Mi sforzai di continuare a camminare, sebbene le mie guance erano ormai rosse come un pomodoro maturo.

Ne superai diverse chiuse prima di trovarne un'altra aperta. In questa le pareti erano tinte di oro ed era molto più grande della prima. Invece che un letto ce n'erano due molto vicini sempre rotondi. Quattro persone nude, due per ogni letto. Rimasi nascosta dietro la porta per qualche secondo prima di realizzare cosa stessero effettivamente facendo. Le donne, entrambe con il viso contro le coperte e il sedere sollevato, avevano i polsi legati dietro la schiena mentre gli uomini le penetravano da dietro. Se le scambiavano. Un po' a turno davano colpi forti ad entrambe e loro non facevano altro che urlare di piacere.

Ma era reale il loro piacere? E come poteva esserlo, legate e tenute in quelle posizioni?

<<Ehi bambola, che fai ti unisci a noi?>>

Scacciai i pensieri quando uno di quegli uomini mi vide e mi venne incontro ancora completamente nudo e in piena erezione.

Feci un passo indietro cercando di non fermare lo sguardo in quel posto. <<No, no.>> balbettai. <<Vado via.>>

Lui si passò la lingua sulle labbra e mi squadrò per bene. <<Peccato. Lui ti stava già pregustando.>> disse prendendosi il suo amico tra le mani e scuotendolo verso di me. <<È impaziente. Ti desidera. Ha capito che ti piace guardarlo. Immagina come ti piacerebbe sentirlo dentro di te.>>

Non seppi se in quel momento il mio viso era in fiamme o, al contrario, bianco come un cencio.

Scappai prima di venire trascinata dentro di forza e sottoposta a chissà quali cose orribili.

Avevo la nausea, non ce la facevo più. Il cuore mi batteva forte, mi sudavano le mani sebbene facesse freddo e corsi verso la fine del corridoio in cerca di aria.

Quando lo raggiunsi mi gettai contro le ante delle finestre e presi a respirare dell'aria pulita che non fosse contaminata con il tanfo di quel posto misto all'incenso. Come se bastasse a coprire quello schifo.

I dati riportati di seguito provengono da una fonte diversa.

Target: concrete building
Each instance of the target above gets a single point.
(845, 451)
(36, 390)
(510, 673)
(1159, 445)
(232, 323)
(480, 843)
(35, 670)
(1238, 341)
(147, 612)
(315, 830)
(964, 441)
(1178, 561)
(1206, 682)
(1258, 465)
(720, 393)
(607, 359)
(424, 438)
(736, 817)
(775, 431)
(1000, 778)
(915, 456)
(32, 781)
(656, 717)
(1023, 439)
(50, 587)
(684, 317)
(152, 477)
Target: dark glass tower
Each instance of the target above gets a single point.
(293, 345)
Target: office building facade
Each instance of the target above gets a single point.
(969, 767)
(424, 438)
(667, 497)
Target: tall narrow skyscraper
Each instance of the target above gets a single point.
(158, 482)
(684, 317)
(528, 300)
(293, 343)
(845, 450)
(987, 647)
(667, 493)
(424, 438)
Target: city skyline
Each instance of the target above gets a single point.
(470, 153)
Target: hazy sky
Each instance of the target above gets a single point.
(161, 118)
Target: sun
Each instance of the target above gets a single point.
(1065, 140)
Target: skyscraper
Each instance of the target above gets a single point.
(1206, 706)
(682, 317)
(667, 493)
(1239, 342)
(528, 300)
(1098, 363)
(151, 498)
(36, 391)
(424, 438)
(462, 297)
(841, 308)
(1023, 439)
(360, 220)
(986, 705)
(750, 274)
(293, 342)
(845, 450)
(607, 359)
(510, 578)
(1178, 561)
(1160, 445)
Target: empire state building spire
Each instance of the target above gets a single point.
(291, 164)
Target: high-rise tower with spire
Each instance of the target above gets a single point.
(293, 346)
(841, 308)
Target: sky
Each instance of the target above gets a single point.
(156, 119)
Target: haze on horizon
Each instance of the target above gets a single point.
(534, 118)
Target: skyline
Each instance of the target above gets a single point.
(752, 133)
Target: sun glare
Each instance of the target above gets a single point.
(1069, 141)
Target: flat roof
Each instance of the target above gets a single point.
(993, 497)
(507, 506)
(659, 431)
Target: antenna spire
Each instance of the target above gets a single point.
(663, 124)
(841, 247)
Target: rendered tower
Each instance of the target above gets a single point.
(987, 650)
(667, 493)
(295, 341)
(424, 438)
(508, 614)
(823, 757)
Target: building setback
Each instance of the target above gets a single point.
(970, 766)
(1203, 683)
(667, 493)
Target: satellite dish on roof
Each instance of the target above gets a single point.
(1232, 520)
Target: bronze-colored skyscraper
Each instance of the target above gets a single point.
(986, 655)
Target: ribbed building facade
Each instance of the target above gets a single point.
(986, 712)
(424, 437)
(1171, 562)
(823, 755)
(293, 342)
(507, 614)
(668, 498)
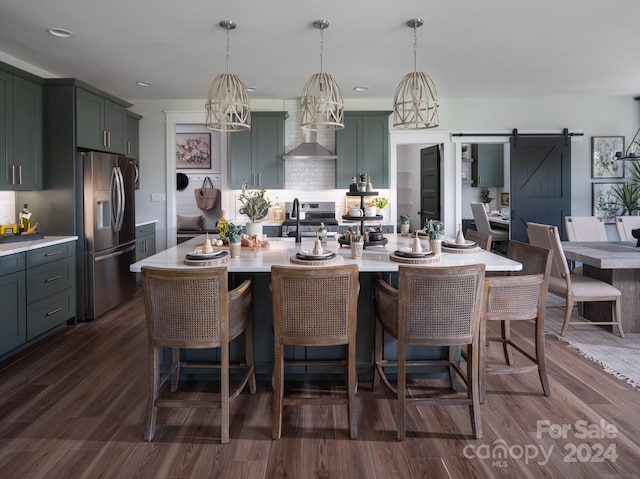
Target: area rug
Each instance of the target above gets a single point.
(617, 356)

Nel frattempo, le urla di piacere inondavano il corridoio e volevo solo coprirmi le orecchie e urlare fin quando tutti non avessero taciuto.

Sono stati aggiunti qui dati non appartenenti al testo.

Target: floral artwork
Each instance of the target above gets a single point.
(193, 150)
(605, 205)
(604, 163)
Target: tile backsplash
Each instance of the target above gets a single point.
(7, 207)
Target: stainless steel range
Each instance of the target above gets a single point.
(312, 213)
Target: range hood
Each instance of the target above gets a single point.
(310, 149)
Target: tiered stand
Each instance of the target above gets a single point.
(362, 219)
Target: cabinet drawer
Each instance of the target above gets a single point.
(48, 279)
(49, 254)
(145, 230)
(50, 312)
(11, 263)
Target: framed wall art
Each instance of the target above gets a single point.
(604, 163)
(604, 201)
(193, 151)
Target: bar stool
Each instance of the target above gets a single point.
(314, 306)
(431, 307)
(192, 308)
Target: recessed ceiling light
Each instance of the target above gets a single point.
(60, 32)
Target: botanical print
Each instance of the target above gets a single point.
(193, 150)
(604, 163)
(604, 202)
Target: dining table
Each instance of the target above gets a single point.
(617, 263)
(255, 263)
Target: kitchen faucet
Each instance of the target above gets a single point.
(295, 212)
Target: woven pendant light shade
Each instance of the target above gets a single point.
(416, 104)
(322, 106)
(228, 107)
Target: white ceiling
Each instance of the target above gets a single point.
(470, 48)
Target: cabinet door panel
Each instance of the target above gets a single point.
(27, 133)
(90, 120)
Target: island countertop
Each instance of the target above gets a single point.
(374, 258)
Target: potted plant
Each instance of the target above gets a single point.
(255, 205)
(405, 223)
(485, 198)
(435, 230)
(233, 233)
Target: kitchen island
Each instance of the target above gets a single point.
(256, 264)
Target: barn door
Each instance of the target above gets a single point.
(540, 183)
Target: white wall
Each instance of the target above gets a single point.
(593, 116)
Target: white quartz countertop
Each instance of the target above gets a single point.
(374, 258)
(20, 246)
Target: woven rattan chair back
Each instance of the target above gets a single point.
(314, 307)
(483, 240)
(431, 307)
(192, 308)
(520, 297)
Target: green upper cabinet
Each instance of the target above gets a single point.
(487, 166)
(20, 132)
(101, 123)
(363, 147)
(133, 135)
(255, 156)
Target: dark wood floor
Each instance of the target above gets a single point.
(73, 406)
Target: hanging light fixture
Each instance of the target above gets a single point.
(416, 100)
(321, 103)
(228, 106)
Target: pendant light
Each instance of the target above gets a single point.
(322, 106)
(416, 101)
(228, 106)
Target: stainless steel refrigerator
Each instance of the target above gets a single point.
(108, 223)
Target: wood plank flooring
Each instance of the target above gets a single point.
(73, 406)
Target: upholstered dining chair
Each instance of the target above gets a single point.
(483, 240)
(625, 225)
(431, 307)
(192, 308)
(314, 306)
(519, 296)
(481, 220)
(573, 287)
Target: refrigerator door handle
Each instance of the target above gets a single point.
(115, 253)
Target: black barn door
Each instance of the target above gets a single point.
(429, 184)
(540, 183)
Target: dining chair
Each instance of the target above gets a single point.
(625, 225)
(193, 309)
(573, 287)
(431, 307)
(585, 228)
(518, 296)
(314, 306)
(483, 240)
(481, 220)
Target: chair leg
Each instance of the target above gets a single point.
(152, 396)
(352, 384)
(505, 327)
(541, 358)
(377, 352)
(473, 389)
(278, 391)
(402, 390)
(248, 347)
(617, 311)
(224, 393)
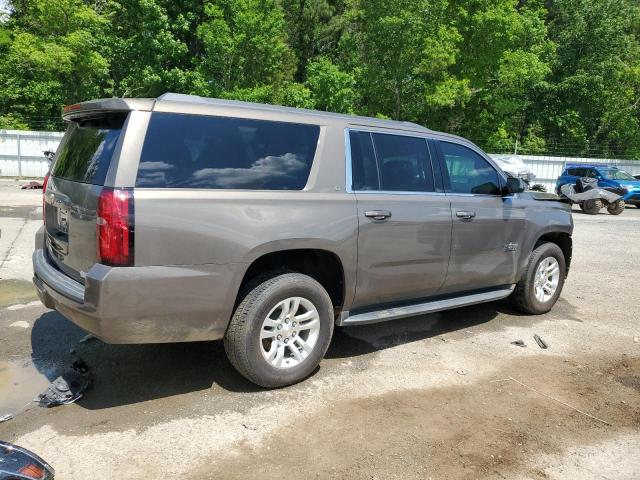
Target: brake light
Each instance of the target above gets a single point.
(114, 227)
(44, 189)
(32, 471)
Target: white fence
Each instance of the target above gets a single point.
(22, 155)
(22, 152)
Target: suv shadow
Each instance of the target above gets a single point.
(129, 374)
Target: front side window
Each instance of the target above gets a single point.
(468, 171)
(392, 163)
(363, 162)
(197, 151)
(403, 163)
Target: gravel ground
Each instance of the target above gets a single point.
(437, 396)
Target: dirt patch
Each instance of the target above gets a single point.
(16, 291)
(489, 429)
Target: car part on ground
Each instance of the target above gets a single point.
(591, 199)
(616, 208)
(541, 343)
(17, 463)
(68, 387)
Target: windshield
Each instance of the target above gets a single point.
(615, 174)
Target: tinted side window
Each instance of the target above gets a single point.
(468, 171)
(363, 162)
(86, 149)
(196, 151)
(403, 163)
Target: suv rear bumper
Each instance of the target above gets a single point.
(154, 304)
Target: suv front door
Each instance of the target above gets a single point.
(487, 228)
(404, 224)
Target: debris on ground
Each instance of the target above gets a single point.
(541, 343)
(87, 338)
(68, 387)
(6, 417)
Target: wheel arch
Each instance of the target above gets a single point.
(323, 265)
(560, 238)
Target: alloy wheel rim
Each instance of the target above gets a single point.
(289, 332)
(546, 279)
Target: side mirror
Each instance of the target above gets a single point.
(515, 185)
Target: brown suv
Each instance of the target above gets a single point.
(184, 218)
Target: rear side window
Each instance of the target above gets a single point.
(393, 163)
(468, 171)
(87, 147)
(196, 151)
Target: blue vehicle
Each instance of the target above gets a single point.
(609, 178)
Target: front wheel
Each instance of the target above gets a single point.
(281, 330)
(542, 281)
(616, 208)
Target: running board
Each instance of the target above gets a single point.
(423, 308)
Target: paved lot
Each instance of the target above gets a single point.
(440, 396)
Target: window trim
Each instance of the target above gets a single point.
(445, 173)
(349, 166)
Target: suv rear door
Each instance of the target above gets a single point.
(77, 178)
(404, 222)
(488, 228)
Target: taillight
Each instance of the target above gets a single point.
(44, 190)
(114, 227)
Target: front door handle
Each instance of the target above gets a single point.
(377, 214)
(465, 215)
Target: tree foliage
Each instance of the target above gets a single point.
(558, 76)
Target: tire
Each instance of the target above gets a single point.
(616, 208)
(591, 207)
(524, 297)
(269, 297)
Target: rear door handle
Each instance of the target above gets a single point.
(464, 215)
(377, 214)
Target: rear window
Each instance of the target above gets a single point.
(87, 147)
(195, 151)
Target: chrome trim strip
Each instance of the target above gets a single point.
(423, 308)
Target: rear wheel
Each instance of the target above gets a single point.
(616, 208)
(542, 281)
(280, 330)
(591, 207)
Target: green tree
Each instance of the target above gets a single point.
(50, 55)
(244, 45)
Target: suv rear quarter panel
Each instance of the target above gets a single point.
(226, 230)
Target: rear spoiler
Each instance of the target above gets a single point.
(82, 109)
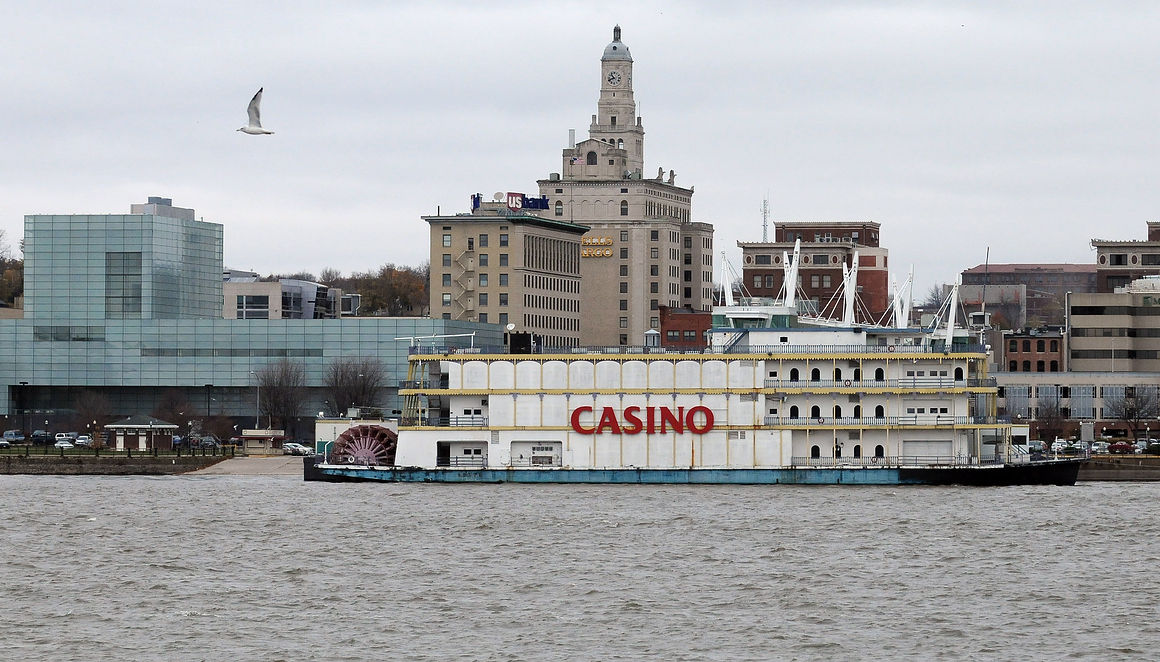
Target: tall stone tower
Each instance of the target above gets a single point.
(643, 251)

Tentai di calmare il respiro; allentai la coperta dalle spalle in cerca di aria ma lo stomaco stava facendo degli strani movimenti che non promettevano nulla di buono.

<<Ti serve aiuto?>> disse qualcuno alle mie spalle ed ebbi il terrore che si trattasse di un altro uomo nudo che mi invogliava a giocare con il suo affare.

Mi girai lentamente e scorsi il profilo di un uomo ben vestito, poi mi piegai sulle gambe e vomitai tutto quello che avevo mangiato nei due giorni precedenti.